Bash and PinionFighter Attack 1​

You slam your weapon through your foe's defenses, creating an opening. You then step in and trap your enemy.

EncounterMartial, Weapon
Standard Action
Melee weapon

Requirement: You must have a hand free.

Target: One creature

Attack: Strength vs. AC

Hit: 1[W] + Strength modifier damage, and you slide the target 1 square to a square adjacent to you. You grab the target, and until the grab ends, it takes a penalty to attack rolls equal to your Dexterity modifier. The grab ends automatically at the end of your next turn.

Does the shared imagined space contain turns? Does it contain grabs that knowingly and automatically end at the end of someone's next turn? Does it contain squares? Does it contain slide target 1 square? Does it contain Strength modifiers or Dexterity modifiers or damage expressions? Does it contain penalties to attack rolls?

No. It obviously doesn't (yet the shared imagined space somehow contains FIRECUBES!).

What does it contain? The freaking italicized text at the top:

You slam your weapon through your foe's defenses, creating an opening. You then step in and trap your enemy.

Its embarrassing that we're still doing this and perpetuating this well over a decade later.

EDIT - Or better yet, Fireball!


FireballWizard Attack 5​

A globe of orange flame coalesces in your hand. You hurl it at your enemies, and it explodes on impact.

DailyArcane, Evocation, Fire, Implement
Standard Action
Area burst 3 within 20 squares

Target: Each creature in the burst

Attack: Intelligence vs. Reflex

Hit: 4d6 + Intelligence modifier fire damage.

Miss: Half damage.

Globe vs LOL4E FIRECUBE
 

It was not my intent to relitigate edition warring. That's ancient history, mostly, and it's just not worth it.

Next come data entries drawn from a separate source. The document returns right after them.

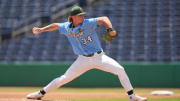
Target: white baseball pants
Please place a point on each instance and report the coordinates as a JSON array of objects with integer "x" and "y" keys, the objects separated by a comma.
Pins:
[{"x": 83, "y": 64}]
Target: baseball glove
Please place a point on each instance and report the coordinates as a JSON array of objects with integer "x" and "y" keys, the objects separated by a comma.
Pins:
[{"x": 108, "y": 38}]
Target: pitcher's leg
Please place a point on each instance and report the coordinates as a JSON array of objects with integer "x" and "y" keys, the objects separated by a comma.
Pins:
[
  {"x": 110, "y": 65},
  {"x": 76, "y": 69}
]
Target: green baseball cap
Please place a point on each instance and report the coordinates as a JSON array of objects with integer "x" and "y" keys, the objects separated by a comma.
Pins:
[{"x": 76, "y": 10}]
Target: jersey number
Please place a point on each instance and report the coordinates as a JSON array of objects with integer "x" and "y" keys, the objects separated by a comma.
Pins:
[{"x": 86, "y": 40}]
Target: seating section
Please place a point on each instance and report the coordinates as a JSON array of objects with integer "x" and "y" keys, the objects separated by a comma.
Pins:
[{"x": 148, "y": 31}]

But, the funny thing is, so many of those ENORMOUS issues in 4e are passed in 5e without comment. Yet we STILL have people banging the simulation drum. As if 5e is somehow more simulationist. I'll give @Micah Sweet mad props here for consistency. He (sorry, presuming the pronoun) knows what he wants and he's more than willing to go and get it. HUGELY impressive.

The hobby would be so much healthier if people were more like that.

Play what you want to play. If what you're playing isn't fitting with what you want, find something that does. It's not like there aren't all sorts of solutions out there. Even in this thread, asking for a more simulationist style game should NEVER get the answer D&D. Yet we see people still trying desperately to cling onto the idea that D&D was ever about simulating anything. It never did. The only difference is that now, we no longer have to pretend that it did at some point.